For the next three hours my contractions were one on top of the other, back labor started from the baby turned the wrong direction, my water still had not broke and I was starting to panic. The doctor came in and broke my water. And still nothing…I was stuck at 9cm. The hubs knows me well enough that when I start panicking and telling him the pain was too much, I was being serious. He quickly got the nurse who paged the anesthesiologist right away. 30 minutes later, I had the epidural and pertocin to hopefully get the baby to drop and help me to dilate the last centimeter. Somewhere in there, I passed out because my body does not react well to drugs. Little man Crownholm's heart rate dropped to 60bpm from 160 bpm and the panic in the room began. Doctors and nurses came flying in, fetal head monitors went in and I awoke to someone putting shots in my arm to stop the contractions. Thank goodness Jessica was there to support my hubs and he stood by not totally knowing what was going on.

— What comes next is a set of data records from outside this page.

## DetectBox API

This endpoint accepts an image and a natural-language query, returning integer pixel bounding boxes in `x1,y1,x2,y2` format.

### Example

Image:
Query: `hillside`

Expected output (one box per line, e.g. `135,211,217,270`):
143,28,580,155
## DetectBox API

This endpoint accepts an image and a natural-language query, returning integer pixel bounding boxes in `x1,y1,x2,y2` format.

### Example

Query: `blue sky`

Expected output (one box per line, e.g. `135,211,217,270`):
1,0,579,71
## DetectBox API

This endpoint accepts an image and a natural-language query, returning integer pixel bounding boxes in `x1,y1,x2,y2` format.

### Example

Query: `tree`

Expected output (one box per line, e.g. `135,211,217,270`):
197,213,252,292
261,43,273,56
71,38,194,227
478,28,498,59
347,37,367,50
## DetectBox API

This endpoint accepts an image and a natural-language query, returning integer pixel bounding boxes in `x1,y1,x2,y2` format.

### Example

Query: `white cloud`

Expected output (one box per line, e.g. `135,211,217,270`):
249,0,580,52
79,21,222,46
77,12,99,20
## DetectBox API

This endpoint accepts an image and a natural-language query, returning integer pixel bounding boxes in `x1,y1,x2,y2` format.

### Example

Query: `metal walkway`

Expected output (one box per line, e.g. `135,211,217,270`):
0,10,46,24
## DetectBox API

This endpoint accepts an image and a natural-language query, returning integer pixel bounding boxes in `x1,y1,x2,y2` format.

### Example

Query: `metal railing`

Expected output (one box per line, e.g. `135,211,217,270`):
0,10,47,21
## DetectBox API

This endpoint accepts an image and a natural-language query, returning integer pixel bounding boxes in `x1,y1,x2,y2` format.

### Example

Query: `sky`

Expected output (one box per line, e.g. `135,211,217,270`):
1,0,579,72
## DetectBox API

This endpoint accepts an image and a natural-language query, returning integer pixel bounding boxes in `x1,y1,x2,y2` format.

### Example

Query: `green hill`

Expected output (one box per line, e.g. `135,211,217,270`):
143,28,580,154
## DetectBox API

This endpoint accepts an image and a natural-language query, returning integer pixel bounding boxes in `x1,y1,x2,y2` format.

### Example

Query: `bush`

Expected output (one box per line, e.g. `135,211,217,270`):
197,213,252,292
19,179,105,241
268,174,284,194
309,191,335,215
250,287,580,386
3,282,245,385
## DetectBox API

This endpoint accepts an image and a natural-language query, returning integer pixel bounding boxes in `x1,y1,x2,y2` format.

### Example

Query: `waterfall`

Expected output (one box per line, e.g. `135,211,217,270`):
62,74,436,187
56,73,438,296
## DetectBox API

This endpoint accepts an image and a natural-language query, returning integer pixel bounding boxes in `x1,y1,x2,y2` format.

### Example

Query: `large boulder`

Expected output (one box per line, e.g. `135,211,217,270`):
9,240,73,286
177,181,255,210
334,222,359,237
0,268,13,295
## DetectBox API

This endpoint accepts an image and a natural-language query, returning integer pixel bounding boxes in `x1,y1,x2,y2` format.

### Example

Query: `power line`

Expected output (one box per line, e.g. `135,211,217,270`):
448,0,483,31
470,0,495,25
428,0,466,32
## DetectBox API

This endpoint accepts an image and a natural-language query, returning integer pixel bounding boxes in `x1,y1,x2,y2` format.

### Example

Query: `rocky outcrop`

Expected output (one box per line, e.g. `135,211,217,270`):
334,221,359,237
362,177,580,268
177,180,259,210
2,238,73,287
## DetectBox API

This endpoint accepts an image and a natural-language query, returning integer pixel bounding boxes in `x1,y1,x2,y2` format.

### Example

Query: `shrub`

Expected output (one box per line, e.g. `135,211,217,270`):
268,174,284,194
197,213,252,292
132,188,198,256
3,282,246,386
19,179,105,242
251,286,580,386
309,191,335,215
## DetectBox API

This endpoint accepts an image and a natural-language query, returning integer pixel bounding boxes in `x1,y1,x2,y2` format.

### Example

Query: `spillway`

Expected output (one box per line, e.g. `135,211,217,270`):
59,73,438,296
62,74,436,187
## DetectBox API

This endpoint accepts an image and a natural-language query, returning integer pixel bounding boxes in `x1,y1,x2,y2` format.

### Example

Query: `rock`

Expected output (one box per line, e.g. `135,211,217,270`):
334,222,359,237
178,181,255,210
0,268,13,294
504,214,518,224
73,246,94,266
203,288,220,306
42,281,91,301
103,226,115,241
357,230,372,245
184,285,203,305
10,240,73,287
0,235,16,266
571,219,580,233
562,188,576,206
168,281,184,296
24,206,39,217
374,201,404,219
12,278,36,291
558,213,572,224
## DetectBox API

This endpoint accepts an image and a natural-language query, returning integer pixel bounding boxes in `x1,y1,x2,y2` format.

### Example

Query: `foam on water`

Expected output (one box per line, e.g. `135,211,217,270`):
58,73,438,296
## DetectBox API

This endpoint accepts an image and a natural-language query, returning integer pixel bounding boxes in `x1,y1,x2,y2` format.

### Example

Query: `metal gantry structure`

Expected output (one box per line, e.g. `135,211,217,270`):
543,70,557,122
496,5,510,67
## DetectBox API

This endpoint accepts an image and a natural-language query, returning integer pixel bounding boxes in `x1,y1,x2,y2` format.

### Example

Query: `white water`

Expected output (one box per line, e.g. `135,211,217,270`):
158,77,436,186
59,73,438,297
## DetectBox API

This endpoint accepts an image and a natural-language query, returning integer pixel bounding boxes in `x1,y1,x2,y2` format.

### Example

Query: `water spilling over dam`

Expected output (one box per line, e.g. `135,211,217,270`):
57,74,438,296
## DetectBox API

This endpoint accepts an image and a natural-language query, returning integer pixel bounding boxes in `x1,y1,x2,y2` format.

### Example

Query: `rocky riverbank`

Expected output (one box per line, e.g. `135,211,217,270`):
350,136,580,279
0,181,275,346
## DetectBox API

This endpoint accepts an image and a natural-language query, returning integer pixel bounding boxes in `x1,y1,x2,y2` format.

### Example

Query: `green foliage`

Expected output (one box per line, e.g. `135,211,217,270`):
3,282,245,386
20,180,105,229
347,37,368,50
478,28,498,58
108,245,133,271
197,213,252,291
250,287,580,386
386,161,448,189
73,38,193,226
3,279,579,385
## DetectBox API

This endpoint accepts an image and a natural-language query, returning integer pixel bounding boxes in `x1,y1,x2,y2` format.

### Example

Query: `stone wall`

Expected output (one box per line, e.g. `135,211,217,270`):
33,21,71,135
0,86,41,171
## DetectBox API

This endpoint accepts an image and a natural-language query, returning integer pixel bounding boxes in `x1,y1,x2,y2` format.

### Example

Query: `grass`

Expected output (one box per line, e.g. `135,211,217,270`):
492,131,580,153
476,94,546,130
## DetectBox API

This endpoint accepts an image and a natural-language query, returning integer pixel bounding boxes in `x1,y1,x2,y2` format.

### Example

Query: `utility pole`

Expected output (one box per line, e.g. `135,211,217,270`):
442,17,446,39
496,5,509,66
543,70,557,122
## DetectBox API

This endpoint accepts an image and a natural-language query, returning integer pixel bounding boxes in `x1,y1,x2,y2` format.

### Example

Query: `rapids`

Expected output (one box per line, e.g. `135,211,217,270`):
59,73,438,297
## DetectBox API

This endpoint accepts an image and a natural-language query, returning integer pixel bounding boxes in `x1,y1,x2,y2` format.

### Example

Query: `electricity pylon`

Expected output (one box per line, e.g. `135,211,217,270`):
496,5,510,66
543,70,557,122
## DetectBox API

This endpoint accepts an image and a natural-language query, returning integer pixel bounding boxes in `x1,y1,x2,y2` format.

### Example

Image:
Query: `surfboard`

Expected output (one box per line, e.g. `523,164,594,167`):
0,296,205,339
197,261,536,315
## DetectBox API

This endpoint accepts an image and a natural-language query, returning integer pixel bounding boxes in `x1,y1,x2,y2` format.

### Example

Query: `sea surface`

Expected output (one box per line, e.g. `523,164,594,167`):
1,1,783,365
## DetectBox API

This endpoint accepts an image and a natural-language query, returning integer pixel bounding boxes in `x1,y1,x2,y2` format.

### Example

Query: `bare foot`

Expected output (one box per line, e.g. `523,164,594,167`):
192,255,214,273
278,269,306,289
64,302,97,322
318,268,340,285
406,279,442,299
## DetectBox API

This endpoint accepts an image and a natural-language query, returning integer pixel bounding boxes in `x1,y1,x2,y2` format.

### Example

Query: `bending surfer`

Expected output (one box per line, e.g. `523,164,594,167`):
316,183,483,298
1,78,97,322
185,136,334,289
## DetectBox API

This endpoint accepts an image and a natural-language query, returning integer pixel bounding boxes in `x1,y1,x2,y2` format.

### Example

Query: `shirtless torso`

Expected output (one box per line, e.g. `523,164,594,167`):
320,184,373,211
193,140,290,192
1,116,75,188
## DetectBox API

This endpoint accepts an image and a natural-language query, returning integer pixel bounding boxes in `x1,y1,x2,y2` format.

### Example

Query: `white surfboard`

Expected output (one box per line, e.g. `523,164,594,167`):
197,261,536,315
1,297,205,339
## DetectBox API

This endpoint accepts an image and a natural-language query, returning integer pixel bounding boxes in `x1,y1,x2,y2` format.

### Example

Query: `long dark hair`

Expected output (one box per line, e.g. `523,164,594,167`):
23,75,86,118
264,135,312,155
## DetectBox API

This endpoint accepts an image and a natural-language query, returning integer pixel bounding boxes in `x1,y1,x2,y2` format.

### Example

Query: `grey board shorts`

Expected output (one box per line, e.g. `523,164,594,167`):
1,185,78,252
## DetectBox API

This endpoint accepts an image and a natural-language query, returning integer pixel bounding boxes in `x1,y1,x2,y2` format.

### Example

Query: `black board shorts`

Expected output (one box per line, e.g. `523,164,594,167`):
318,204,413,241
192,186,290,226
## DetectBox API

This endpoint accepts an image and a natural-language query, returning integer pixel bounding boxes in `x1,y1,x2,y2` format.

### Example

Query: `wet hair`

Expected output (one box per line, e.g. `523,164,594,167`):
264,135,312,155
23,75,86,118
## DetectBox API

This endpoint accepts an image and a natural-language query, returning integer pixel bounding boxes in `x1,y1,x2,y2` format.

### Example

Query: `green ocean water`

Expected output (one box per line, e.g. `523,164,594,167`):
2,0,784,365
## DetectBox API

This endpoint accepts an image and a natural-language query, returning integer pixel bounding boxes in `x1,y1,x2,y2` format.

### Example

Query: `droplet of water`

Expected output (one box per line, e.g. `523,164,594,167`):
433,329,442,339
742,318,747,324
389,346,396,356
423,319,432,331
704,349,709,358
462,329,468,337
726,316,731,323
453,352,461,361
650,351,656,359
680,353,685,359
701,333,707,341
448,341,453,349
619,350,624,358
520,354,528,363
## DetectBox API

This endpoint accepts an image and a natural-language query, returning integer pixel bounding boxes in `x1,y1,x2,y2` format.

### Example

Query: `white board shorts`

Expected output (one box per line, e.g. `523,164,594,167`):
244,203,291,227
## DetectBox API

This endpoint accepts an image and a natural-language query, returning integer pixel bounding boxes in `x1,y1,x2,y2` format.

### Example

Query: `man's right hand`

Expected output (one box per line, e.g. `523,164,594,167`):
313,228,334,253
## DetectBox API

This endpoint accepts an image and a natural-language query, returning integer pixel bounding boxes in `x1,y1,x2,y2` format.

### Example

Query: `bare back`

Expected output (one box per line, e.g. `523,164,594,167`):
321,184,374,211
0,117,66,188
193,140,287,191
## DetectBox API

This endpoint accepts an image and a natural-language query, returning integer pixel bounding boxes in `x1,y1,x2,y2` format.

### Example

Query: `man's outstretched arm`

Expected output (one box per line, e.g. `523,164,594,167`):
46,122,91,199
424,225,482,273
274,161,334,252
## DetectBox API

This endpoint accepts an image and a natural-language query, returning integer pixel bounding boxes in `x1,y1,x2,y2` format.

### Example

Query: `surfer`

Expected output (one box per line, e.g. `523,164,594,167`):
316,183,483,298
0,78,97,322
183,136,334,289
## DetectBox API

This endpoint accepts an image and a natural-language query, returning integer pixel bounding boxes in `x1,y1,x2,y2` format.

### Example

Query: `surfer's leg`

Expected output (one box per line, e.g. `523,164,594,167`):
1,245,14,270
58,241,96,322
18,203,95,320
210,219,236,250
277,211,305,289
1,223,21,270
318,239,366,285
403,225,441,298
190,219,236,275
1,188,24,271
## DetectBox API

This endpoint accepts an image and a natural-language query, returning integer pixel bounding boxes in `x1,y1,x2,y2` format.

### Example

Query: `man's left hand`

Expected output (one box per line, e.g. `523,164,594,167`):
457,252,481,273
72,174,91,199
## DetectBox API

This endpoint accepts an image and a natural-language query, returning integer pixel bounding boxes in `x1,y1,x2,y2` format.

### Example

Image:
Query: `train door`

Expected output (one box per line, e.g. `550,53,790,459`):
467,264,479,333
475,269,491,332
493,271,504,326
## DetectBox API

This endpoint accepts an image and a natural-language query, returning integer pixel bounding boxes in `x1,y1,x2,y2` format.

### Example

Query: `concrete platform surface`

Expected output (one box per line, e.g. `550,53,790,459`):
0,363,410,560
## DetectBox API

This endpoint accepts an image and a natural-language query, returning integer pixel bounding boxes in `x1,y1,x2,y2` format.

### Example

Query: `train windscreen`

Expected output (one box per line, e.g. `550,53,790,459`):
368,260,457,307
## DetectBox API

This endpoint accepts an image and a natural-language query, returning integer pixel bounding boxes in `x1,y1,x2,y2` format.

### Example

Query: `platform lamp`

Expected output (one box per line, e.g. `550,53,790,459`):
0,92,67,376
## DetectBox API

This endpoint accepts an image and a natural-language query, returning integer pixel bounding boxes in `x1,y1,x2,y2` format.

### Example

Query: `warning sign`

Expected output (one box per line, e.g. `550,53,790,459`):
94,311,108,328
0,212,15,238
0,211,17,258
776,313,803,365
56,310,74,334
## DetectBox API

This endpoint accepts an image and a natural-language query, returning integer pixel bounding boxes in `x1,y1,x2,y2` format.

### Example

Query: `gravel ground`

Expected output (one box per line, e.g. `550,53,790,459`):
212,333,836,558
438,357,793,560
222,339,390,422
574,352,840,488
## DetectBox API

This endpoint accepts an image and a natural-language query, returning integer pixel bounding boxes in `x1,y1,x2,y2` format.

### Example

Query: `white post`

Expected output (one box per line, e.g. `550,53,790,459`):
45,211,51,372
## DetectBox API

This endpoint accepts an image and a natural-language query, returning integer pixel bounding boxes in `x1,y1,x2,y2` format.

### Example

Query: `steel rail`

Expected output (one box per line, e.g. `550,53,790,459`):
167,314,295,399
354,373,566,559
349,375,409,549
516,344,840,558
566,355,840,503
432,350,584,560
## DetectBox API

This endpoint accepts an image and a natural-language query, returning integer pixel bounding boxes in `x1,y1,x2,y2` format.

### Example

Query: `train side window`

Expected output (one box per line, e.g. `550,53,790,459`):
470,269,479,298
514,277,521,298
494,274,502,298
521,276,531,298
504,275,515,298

Somewhere in there I feel asleep until 7:30am…Halloween morning and still no baby. No dilation and we were off to have a c-section. Boo! I was even more scared about having a c-section than delivering naturally. The fact that I would be awake while having a pretty serious procedure done. The good news was that the baby would be out in 30 minutes. Well whether I liked it or not, it was going to happen. They pulled our baby out and I know you are supposed to have the "OMG they are so precious looking" reaction but we didn't. Baby C came out with a whole head of hair on a serious cone head. To make matter worse, his face was all smushed up on one side and paralyzed looking. The hubs and I had the reaction of "WOW! Thats our baby???" We will just say he was not quite a looker post birth. Did we absolutely fall in love with him…YES! Something else people don't tell you post birth is that you will shake uncontrollably for what seems like forever. I wanted to hold our baby but I was far too shaky. It took almost a half an hour before I was able to hold him. And when I did…it hit me. We were parents, this was our son and we had truly began our family.
Another thing…nobody tells you that you literally blow up with all the IVs…I think I was 11 in and puffier than I could ever imagine.